Lessons learned from putting an erroneous visualization on Reddit’s front page
So, I spent Sunday in the long-waited for sunshine playing around with some visualization. I set out to replicate spatial.ly’s Population Lines using the conveniently available GEOSTAT data set, that contains the population density by square-km for (many parts of) Europe. A little while later, I had a nice little script working, put a quick submission onto Reddit, and closed the computer to get on with my coffee.
When I checked the comments a little later, it became obvious that I had gotten it slightly wrong.
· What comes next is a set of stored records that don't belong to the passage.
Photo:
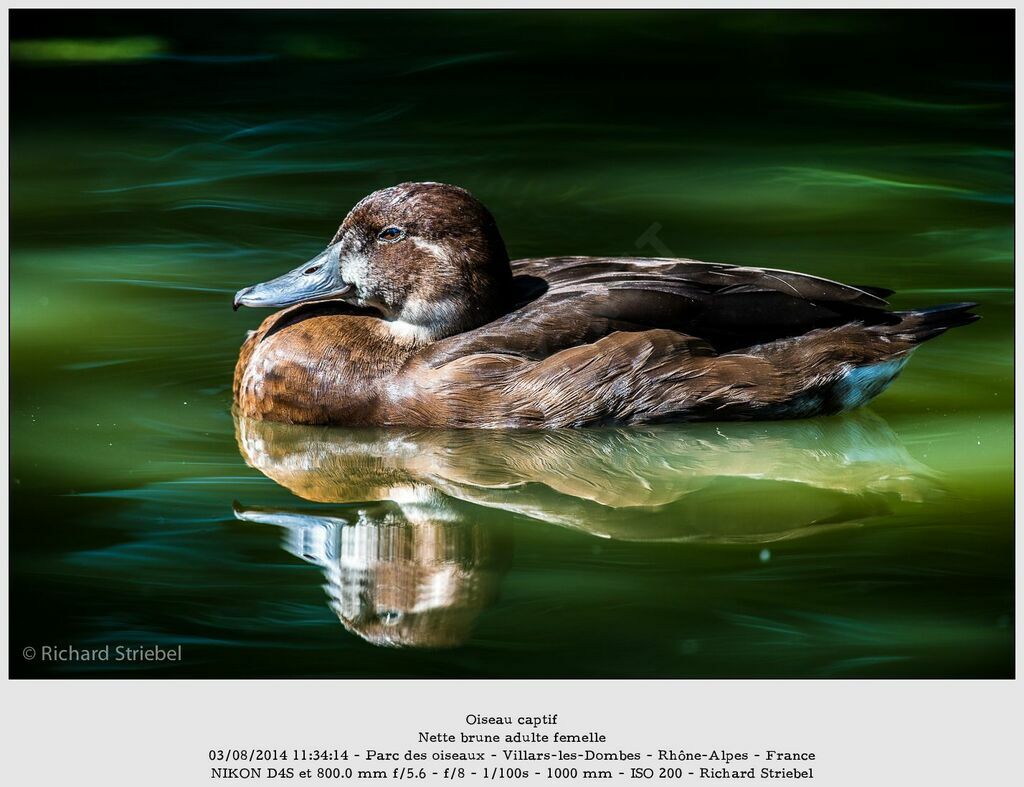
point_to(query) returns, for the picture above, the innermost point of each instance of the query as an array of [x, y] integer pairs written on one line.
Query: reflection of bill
[[415, 564], [399, 575]]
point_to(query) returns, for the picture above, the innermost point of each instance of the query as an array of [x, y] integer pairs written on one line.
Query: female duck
[[415, 316]]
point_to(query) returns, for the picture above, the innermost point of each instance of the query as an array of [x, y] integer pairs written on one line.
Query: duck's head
[[426, 256]]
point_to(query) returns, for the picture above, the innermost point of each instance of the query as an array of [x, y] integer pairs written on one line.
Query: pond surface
[[160, 162]]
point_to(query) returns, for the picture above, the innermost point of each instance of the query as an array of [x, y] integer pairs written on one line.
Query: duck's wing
[[570, 301]]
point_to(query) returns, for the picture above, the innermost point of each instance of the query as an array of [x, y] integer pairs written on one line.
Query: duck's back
[[596, 341]]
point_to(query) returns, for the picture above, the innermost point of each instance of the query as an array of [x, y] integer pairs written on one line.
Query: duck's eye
[[390, 234]]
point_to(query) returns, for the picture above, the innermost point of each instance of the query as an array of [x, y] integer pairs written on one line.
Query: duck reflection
[[411, 562]]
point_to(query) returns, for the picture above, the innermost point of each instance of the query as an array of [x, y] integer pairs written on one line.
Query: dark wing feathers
[[568, 301]]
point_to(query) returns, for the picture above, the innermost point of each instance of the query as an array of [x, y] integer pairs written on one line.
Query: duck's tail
[[919, 325]]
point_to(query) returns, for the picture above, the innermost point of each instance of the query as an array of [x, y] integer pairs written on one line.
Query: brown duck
[[414, 316]]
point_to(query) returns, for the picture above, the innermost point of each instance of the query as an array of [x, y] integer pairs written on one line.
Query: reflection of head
[[409, 575], [415, 585]]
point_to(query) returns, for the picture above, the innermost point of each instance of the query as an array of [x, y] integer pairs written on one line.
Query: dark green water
[[162, 161]]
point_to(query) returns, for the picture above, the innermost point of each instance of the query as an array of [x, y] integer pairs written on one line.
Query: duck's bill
[[317, 279]]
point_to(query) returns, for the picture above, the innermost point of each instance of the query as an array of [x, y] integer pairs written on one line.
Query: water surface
[[162, 161]]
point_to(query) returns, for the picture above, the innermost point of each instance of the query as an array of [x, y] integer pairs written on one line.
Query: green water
[[162, 161]]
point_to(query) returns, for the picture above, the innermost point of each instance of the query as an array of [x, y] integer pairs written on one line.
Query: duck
[[415, 316], [415, 529]]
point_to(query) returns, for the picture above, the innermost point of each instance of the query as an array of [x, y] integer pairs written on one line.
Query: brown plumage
[[414, 316]]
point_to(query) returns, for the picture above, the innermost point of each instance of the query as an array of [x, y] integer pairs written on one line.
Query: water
[[162, 161]]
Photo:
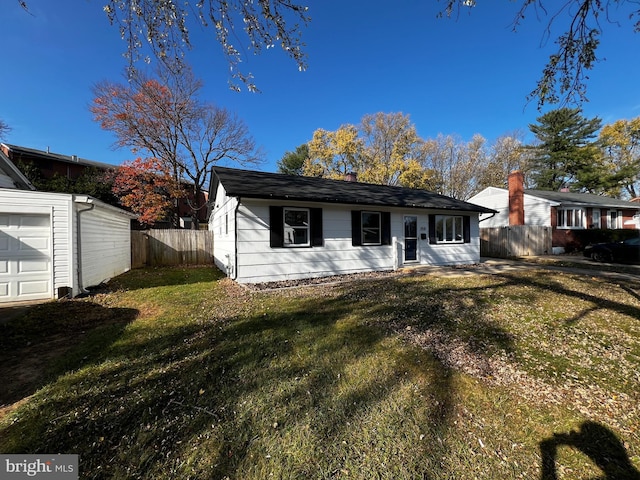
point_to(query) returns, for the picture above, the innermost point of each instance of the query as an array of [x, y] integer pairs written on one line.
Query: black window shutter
[[276, 227], [356, 228], [385, 228], [432, 230], [316, 227], [466, 228]]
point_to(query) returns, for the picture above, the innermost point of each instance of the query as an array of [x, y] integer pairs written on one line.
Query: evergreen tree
[[566, 154]]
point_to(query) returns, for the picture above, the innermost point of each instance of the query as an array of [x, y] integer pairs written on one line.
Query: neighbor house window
[[296, 227], [570, 218], [449, 229]]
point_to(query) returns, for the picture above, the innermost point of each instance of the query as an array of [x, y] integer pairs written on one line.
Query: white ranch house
[[271, 227]]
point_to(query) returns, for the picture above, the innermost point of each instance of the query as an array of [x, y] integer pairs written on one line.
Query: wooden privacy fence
[[171, 247], [515, 241]]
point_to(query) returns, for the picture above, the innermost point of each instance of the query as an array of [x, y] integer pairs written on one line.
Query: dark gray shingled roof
[[582, 199], [41, 154], [277, 186]]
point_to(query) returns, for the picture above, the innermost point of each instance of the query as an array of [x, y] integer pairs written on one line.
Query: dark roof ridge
[[57, 156], [269, 185]]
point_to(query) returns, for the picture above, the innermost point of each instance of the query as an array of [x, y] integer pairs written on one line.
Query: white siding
[[258, 262], [106, 248], [105, 243], [223, 224], [537, 211], [58, 206]]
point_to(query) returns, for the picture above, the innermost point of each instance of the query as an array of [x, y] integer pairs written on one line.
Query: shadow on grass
[[556, 285], [51, 339], [307, 388], [595, 441], [150, 277]]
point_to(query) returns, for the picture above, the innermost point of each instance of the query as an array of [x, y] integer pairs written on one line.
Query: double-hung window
[[570, 218], [371, 228], [596, 218], [296, 227], [449, 229]]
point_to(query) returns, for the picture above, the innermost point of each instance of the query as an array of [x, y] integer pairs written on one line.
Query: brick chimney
[[516, 198]]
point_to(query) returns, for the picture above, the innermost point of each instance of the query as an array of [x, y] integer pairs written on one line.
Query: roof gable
[[277, 186], [19, 180], [40, 155]]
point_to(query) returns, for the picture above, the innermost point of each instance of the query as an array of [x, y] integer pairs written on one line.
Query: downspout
[[81, 289], [235, 234], [487, 218]]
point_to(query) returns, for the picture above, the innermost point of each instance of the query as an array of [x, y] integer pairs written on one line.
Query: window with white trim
[[371, 228], [449, 229], [296, 227], [614, 219], [571, 218]]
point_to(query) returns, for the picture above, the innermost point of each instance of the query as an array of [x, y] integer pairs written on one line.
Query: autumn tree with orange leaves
[[164, 118], [147, 188]]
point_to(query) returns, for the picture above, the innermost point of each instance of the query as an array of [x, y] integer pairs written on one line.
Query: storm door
[[410, 238]]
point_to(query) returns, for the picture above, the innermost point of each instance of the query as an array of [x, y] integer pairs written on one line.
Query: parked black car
[[622, 252]]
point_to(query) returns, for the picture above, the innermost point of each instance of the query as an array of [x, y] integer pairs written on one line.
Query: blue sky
[[452, 76]]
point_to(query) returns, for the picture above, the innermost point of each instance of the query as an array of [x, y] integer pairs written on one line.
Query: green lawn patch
[[180, 373]]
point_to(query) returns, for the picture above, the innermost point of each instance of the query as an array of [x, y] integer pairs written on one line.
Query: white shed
[[58, 244]]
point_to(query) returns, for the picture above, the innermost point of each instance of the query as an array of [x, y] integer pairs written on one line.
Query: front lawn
[[179, 373]]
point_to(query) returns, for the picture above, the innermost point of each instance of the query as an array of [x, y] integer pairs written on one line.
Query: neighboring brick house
[[564, 211], [71, 167]]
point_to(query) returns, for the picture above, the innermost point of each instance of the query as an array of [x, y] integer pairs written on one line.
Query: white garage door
[[25, 257]]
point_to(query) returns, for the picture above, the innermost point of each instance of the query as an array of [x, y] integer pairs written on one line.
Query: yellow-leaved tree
[[621, 144], [384, 149]]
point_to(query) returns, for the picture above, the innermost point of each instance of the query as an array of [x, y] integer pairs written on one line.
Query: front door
[[410, 238]]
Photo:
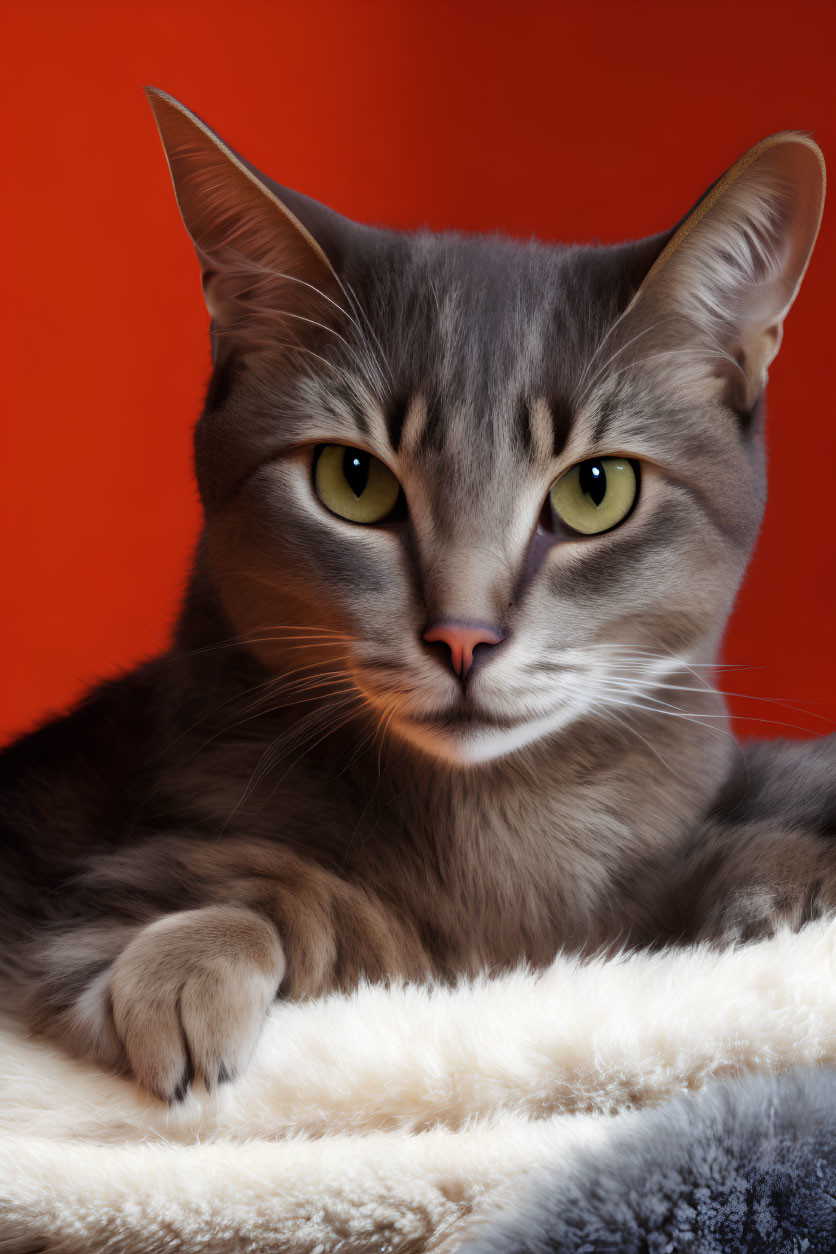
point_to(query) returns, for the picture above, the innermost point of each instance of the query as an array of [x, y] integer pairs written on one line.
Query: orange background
[[572, 121]]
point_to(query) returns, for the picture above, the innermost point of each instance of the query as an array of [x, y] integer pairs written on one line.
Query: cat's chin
[[475, 744]]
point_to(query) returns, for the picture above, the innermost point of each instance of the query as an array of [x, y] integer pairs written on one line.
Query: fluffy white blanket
[[382, 1121]]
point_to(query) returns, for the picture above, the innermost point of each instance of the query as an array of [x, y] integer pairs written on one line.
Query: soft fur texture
[[387, 1120], [746, 1168]]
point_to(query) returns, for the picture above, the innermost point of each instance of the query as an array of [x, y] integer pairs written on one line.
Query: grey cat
[[440, 694]]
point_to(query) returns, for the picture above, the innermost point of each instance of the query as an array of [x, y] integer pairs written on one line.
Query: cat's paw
[[189, 993]]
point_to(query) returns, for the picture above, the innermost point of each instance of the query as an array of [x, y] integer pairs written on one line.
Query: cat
[[440, 695]]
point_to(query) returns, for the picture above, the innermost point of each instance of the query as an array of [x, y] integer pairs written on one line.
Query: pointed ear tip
[[799, 139]]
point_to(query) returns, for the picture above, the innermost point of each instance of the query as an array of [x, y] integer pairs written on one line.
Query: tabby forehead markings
[[303, 819]]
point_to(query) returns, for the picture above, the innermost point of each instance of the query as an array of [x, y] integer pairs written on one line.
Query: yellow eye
[[354, 484], [597, 494]]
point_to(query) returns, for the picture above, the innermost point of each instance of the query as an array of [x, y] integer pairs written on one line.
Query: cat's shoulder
[[790, 781]]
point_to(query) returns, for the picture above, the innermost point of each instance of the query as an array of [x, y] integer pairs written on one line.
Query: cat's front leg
[[179, 944], [177, 1000], [189, 992]]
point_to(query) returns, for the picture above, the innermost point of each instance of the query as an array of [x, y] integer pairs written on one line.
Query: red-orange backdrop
[[573, 121]]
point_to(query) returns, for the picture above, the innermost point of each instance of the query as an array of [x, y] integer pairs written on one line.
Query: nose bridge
[[469, 581]]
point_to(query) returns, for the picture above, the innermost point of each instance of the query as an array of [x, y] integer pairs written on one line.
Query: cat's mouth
[[461, 720]]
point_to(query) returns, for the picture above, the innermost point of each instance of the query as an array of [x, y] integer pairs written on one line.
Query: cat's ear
[[266, 253], [732, 268]]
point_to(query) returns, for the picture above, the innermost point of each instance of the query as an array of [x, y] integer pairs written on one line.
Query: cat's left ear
[[726, 280]]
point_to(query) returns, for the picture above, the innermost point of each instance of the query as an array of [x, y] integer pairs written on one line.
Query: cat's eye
[[354, 484], [595, 494]]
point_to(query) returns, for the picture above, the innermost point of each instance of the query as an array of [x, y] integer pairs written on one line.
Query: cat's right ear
[[262, 248]]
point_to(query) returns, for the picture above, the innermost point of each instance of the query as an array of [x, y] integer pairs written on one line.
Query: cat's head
[[478, 487]]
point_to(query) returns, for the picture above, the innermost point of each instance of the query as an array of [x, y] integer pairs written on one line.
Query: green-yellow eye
[[354, 484], [597, 494]]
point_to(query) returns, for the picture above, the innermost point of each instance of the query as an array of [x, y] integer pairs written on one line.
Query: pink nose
[[461, 638]]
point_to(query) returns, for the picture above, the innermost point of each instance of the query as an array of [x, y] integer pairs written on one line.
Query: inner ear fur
[[260, 263], [732, 268]]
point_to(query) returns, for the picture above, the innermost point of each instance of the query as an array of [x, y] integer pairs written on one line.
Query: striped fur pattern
[[301, 791]]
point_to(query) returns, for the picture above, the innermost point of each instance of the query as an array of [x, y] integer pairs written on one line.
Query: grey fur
[[748, 1166], [300, 759]]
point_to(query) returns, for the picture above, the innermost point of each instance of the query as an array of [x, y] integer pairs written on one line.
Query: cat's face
[[478, 489]]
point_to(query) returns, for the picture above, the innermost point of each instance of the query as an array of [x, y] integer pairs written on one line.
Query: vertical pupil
[[355, 468], [593, 480]]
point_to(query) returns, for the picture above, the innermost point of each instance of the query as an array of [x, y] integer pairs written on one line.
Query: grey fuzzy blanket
[[745, 1168]]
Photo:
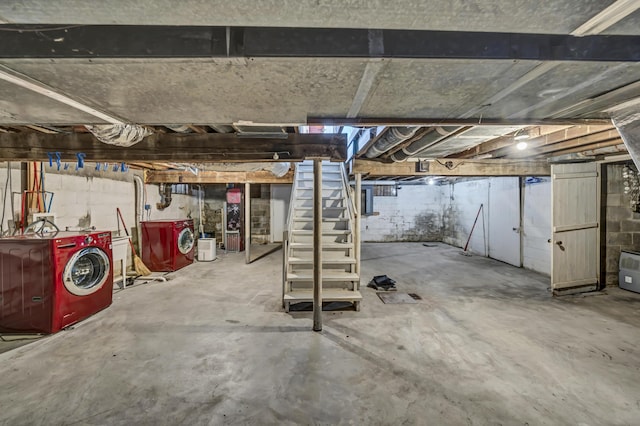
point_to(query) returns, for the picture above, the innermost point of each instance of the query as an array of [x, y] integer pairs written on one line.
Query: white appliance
[[629, 271], [206, 249]]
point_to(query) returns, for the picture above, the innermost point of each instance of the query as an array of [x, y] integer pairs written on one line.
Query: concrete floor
[[486, 345]]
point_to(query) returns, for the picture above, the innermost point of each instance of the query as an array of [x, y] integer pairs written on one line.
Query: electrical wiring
[[4, 198], [40, 30]]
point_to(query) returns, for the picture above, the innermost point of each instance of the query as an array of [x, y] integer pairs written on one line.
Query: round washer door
[[86, 272], [185, 241]]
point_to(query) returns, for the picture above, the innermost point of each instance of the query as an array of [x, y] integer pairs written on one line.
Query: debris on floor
[[382, 282], [396, 298]]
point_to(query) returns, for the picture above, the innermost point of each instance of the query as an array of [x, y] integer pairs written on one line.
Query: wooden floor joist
[[211, 177], [175, 147], [454, 167]]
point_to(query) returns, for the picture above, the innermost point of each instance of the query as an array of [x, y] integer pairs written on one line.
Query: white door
[[575, 259], [504, 220], [280, 197]]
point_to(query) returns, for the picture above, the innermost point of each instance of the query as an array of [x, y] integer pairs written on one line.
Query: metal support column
[[358, 200], [247, 223], [317, 245]]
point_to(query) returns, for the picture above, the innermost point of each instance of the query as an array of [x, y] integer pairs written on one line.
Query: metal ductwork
[[390, 139], [165, 196], [424, 142], [179, 128], [119, 134]]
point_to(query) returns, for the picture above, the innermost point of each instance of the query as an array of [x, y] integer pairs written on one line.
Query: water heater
[[206, 249], [629, 271]]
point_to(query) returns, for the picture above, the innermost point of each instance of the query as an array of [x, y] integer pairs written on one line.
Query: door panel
[[280, 198], [504, 220], [575, 220]]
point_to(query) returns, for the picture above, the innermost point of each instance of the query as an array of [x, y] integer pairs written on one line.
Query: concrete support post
[[247, 223], [317, 245], [356, 242]]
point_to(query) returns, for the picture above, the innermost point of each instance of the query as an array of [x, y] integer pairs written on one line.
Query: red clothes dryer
[[167, 245], [51, 281]]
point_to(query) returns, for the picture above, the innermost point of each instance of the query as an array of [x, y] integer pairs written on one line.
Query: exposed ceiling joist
[[453, 167], [547, 135], [556, 142], [211, 177], [175, 147]]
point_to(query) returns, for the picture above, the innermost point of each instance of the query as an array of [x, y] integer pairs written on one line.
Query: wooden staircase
[[340, 275]]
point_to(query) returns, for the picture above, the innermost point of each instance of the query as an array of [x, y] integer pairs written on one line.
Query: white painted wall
[[15, 187], [462, 201], [415, 214], [536, 226]]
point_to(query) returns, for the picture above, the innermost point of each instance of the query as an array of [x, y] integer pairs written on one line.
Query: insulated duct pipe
[[424, 142], [390, 139]]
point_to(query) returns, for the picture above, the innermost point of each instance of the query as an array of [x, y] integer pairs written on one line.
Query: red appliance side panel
[[69, 308], [26, 283], [157, 245]]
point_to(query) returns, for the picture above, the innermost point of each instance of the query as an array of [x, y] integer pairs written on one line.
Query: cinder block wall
[[415, 214], [86, 197], [621, 224]]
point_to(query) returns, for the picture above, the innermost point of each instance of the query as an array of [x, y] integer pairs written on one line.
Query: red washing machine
[[167, 245], [51, 281]]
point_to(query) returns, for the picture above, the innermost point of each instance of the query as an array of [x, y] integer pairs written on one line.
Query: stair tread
[[323, 198], [324, 219], [294, 260], [327, 294], [324, 232], [326, 276], [324, 208], [324, 245]]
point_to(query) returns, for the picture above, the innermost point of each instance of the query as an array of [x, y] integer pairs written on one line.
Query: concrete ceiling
[[290, 90], [515, 16]]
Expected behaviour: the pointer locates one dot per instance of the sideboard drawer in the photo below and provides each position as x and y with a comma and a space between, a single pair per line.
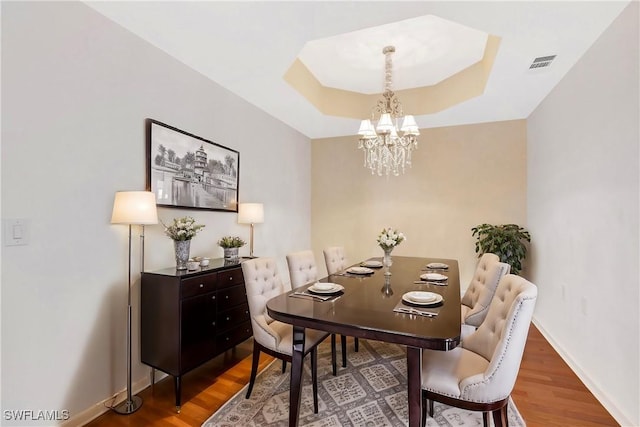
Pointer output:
233, 336
232, 296
198, 285
233, 317
230, 278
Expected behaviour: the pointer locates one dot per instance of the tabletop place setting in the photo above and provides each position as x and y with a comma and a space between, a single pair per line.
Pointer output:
320, 291
407, 312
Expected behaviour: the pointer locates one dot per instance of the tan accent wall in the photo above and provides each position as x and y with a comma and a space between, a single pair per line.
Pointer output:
461, 176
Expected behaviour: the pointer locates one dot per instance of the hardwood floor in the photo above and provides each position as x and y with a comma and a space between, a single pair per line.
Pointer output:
547, 392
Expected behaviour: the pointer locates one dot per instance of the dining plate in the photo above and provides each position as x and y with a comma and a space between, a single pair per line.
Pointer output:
371, 263
321, 288
359, 270
437, 266
436, 277
422, 298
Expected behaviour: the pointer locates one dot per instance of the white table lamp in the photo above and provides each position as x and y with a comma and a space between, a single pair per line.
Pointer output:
133, 208
250, 213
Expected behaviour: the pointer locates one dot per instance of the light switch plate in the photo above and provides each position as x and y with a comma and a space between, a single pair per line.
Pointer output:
15, 231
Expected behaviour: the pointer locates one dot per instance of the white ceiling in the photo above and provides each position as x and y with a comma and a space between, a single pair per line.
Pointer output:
247, 47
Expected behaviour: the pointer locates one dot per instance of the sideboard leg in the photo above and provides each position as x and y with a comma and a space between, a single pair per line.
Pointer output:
177, 382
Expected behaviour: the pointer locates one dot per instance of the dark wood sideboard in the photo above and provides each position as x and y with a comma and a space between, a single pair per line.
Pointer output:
189, 317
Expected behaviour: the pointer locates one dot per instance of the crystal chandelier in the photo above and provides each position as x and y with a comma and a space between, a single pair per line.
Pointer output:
387, 151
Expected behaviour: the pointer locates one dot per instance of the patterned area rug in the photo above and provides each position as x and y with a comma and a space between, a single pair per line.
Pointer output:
370, 391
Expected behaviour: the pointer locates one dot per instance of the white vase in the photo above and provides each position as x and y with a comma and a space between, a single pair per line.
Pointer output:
231, 253
182, 248
387, 261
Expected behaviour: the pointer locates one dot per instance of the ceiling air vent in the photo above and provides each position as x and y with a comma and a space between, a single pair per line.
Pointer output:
542, 62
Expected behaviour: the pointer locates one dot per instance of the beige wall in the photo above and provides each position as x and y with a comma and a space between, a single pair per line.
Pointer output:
461, 176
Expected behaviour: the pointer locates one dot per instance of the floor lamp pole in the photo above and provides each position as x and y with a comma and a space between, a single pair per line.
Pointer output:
133, 403
251, 243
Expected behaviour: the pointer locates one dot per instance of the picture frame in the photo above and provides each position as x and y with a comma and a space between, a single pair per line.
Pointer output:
188, 171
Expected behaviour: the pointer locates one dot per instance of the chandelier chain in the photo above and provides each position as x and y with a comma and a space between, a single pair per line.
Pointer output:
385, 150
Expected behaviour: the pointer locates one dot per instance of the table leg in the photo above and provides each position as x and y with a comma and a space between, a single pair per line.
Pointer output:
414, 386
295, 389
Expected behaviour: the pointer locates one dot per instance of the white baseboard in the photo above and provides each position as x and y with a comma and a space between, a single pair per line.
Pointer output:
602, 397
100, 408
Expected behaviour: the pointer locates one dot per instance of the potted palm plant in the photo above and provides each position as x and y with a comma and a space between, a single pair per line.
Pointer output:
506, 241
231, 245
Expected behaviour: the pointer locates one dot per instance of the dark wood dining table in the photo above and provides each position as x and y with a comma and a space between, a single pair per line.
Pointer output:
365, 310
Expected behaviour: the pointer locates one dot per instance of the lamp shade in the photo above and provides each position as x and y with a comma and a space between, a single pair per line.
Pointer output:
250, 213
134, 207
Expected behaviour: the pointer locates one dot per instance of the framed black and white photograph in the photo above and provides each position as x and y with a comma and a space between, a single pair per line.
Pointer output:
187, 171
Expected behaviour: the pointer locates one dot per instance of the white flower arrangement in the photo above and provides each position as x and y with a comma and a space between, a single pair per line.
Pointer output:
184, 228
390, 238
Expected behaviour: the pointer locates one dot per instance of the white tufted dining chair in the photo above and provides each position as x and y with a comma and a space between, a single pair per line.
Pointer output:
476, 299
479, 375
302, 271
335, 260
270, 336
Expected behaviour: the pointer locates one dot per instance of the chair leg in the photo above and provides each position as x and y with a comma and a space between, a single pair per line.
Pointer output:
486, 419
254, 369
334, 364
500, 417
314, 378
In particular, the southern part of Spain was messed up (which a commenter pointed out), and I had only used part of the full data set (there was modeled as opposed to counted data in another file).
Though these errors were not sufficiently wrong to keep the post off the front-page, it turned out. And since I had submitted the viz through Reddit’s image hosting, there was no way for me to replace it. And, damn, it is frustrating to see an erroneous version of your viz floating to the front page and around the web without being able to replace it.
So, a few lessons-learned for next time.
- Keep a pad of paper and make a list of any and all little doubts or questions that happen throughout the process, and explicitly cross each item off at some point. I simply was sucked into tweaking the chart with eyes on my home region and let go of the oh-so-important bug checking for long enough that I forgot about it.
- Measure twice, submit once. A quick Google search for heat maps of the population density quickly would have made the errors obvious.
- If you at all can, deploy the viz in a way that lets you update it. Using imgur or Reddit’s image hosting does not allow updates, for other good but here inconvenient reasons.
So all in all, yesterday’s frustration paid off with a set of well ingrained and worthwhile lessons, as well as a piece of code that IMO is quite elegant and generalizable.